Professor Machikou is currently Vice-Rector in charge of research, cooperation and relations with the business world at the University of Yaoundé and Seminar Director at the Cameroon International War College since 2012. She is co-editor-in-chief of the French journal Politique africaine. Since 2021 she has been the Vice-president of the African Association of Political Science, and the chair of the Committee on participation and membership at International Political Science Association. Her research today focuses on the practical and symbolic expressions of violence, autocratization, the political and moral economy of emotions (compassion in foreign policy, anger in the context of the Anglophone crisis or the Islamist sect Boko Haram, etc.).

Professor Machikou is a visiting professor at several higher education and research institutions, including the Global Institute of the University of Geneva, the University of Nanterre, the University of Dauphine, the International Institute of the Francophonie of the University of Lyon, the Diplomatic Academy of Vietnam, the University of Lomé, the University of Abomey-Calavi, the University of Kara and the University Félix Houphouët-Boigny.

She also collaborates with the Bayreuth International Graduate School of African Studies and the Contending Modernities Project research group at the University of Notre Dame, Indiana (USA). She is also a conciliatory judge on the National Olympic Committee, founder and honorary president of the think tank Ayen-Observatory of Politics in Africa, and founder Polit’Elles, African francophone female political scientists Network.

Editorial Assistants/Luce Graduate Fellows

Saturnin Modeste Agramako

Master’s Student, Hekima Institute of Peace Studies and International Relations (HIPSIR)

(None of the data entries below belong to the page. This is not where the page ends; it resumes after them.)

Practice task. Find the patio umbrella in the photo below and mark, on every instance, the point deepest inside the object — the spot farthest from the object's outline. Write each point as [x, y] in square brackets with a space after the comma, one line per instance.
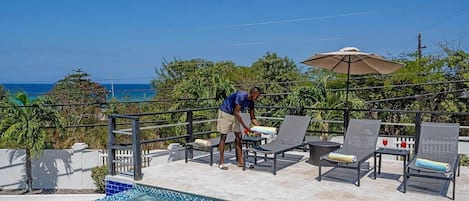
[351, 61]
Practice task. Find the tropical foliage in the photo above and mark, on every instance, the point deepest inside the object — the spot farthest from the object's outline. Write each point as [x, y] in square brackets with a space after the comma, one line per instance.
[24, 123]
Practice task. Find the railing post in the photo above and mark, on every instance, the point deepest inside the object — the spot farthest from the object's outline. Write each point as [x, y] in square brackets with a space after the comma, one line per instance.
[302, 111]
[189, 128]
[346, 120]
[418, 126]
[137, 152]
[111, 142]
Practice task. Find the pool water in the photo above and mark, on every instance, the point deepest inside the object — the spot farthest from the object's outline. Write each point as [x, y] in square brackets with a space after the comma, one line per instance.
[146, 193]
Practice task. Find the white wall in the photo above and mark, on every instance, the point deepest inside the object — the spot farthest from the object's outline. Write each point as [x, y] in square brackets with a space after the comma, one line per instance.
[54, 169]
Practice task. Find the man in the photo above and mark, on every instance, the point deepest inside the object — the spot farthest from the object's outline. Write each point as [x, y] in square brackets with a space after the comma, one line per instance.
[229, 120]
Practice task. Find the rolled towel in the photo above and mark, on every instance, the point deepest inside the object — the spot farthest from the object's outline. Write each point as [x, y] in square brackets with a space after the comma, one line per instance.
[265, 130]
[342, 157]
[433, 165]
[202, 142]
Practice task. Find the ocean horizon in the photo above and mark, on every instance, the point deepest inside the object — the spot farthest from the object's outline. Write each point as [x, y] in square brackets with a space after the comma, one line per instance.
[120, 91]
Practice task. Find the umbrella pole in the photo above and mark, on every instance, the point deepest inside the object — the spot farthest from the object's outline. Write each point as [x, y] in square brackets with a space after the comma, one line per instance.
[346, 112]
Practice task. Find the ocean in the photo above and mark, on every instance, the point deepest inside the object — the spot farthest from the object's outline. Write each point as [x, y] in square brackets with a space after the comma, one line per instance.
[123, 92]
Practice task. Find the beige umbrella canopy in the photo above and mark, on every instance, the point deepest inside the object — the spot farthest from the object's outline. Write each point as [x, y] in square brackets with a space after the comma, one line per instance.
[351, 61]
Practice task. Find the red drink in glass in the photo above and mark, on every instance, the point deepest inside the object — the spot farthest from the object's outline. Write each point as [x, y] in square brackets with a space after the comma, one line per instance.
[385, 142]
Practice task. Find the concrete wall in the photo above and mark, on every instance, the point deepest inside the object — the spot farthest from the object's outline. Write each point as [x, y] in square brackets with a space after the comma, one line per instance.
[54, 169]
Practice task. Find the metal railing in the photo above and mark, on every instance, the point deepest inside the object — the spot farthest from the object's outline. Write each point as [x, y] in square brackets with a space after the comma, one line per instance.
[189, 123]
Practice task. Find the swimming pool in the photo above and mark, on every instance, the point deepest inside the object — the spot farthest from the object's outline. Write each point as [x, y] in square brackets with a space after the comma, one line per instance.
[146, 193]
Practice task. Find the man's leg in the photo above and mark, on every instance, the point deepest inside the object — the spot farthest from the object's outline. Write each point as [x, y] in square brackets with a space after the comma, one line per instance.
[221, 148]
[239, 149]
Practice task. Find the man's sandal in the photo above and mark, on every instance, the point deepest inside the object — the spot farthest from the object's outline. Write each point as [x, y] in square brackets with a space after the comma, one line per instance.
[223, 167]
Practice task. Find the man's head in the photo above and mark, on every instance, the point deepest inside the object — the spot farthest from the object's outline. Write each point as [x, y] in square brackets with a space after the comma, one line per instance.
[254, 93]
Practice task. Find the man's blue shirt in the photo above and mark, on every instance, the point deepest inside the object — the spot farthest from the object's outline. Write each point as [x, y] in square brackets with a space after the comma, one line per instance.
[238, 98]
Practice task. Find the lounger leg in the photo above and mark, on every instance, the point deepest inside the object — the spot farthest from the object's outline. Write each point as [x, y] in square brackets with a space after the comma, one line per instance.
[405, 179]
[185, 154]
[374, 164]
[275, 165]
[255, 157]
[454, 186]
[245, 155]
[358, 173]
[211, 156]
[320, 164]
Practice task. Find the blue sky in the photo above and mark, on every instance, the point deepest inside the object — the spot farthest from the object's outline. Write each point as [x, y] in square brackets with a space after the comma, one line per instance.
[124, 41]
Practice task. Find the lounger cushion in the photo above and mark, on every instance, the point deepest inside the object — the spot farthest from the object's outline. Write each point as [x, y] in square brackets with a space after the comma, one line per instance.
[265, 130]
[202, 142]
[432, 165]
[342, 157]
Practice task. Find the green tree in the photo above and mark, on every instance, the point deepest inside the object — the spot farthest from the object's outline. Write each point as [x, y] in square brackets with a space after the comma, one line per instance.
[81, 102]
[276, 75]
[24, 125]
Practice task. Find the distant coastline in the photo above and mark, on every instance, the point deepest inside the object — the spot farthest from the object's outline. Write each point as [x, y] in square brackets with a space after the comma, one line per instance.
[122, 92]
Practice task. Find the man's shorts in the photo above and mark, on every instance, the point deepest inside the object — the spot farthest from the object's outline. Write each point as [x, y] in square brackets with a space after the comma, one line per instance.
[227, 123]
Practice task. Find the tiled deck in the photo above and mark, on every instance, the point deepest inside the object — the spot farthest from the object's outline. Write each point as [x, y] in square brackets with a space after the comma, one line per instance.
[296, 180]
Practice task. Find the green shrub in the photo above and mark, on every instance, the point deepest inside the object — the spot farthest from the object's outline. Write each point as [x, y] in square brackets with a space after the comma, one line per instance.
[464, 160]
[98, 174]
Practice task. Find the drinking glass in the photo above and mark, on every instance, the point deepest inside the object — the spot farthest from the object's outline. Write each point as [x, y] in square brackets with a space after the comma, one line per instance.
[403, 144]
[385, 142]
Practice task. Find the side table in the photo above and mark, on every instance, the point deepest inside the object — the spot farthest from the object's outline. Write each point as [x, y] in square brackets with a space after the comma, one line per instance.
[390, 151]
[252, 140]
[320, 148]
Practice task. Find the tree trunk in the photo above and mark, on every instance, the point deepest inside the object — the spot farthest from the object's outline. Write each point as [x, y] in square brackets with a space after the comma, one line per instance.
[29, 175]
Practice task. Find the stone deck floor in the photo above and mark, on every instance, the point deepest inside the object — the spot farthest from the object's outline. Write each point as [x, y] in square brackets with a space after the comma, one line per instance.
[297, 180]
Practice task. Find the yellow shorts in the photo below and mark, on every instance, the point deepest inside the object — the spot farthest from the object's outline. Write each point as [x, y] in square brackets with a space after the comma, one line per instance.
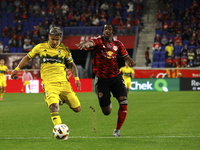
[3, 82]
[63, 91]
[27, 83]
[127, 83]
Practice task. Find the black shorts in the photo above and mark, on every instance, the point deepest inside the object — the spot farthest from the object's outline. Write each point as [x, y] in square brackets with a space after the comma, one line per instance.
[104, 88]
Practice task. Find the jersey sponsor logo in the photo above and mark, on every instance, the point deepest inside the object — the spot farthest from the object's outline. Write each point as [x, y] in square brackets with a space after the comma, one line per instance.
[51, 59]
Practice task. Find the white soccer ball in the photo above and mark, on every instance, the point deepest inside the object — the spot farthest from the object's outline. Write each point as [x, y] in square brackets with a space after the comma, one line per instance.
[61, 131]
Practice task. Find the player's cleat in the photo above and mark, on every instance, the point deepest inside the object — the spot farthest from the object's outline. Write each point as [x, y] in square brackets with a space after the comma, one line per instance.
[66, 138]
[116, 133]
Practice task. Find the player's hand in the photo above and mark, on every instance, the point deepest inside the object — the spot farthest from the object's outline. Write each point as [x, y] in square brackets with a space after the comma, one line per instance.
[78, 84]
[13, 74]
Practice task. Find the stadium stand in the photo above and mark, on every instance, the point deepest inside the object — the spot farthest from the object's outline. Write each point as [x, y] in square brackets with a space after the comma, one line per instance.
[75, 18]
[178, 17]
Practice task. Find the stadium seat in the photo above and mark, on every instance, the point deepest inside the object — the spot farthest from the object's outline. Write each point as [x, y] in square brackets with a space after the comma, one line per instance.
[156, 55]
[87, 30]
[80, 30]
[13, 49]
[162, 64]
[73, 30]
[20, 49]
[67, 31]
[5, 40]
[155, 65]
[94, 30]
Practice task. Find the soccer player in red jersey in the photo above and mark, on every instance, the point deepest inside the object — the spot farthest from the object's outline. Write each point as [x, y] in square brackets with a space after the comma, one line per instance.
[108, 78]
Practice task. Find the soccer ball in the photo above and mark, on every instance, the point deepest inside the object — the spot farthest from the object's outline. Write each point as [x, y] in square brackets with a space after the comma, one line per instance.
[61, 131]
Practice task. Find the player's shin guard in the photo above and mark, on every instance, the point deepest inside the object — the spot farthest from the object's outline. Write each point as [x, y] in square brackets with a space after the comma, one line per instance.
[122, 112]
[55, 117]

Saturnin Modeste AGRAMAKO is from Central African Republic. He is a Master’s student at Hekima Institute of Peace and International Relations (HIPSIR), Hekima University College. He holds a Bachelor degree in Philosophy from Saint Augustin University of Kinshasa (USAKIN) and a Diploma in Theology from Tangaza University College in Nairobi, Kenya. Modeste’s research interests are in the areas of Conflict Resolutions, Peacebuilding and conflict analysis, Democracy, and International Relations. He currently works as part-time research assistant at the Centre for research Training and Publications (CRTP) at Hekima University College.

Albert Billy Bangirana

PhD Student, Theology, University of KwaZulu-Natal, South Africa

Albert Billy Bangirana is a PhD student in Theology at the University of KwaZulu-Natal in South Africa. Albert researches on Sexual Surveillance and Students’ Moral Agency focusing on Catholic Moral Theology and HIV prevention in a South African Higher Education Context. He serves as an Academic Development Officer in the School of Religion, Philosophy and Classics where he doubles as a CIHA Blog representative at the Ujamaa Management Board and a CHART Committee member. He also serves as an adjunct lecturer at the Seth Mokitimi Methodist Seminary in Pietermaritzburg.

Ebenezer Kwesi Bosomprah

PhD Student, African Studies, University of Ghana-Legon

Ebenezer Bosomprah is a PhD student at the Institute of African Studies, University of Ghana. His research interests encapsulate Human security, religion, technology and gender. He worked with the Centre for Gender Studies and Advocacy of the University of Ghana as a Research Assistant. He holds a Bachelor’s and a Master’s degree in social work from the University of Ghana. He also holds a Master of Arts degree in Ministry from the Trinity Theological Seminary in Ghana. For His PhD dissertation, Ebenezer is conducting a cross-sectional study of the contributions of the church to human security in Ghana during the COVID -19 pandemic.

 Jenilene Francisco

Ph.D. Candidate, Political Science, University of California-Irvine

Jenilene Francisco is a Ph.D. candidate in Political Science at the University of California, Irvine. Specializing in International Relations and feminist ethnography, Jenilene’s research centers on women’s activism in the Philippines. Her dissertation looks at the work of women’s organizations fighting to reclaim the silenced narrative of WWII’s sexual violence. Outside of academia, Jenilene can be found studying yoga philosophy and practice.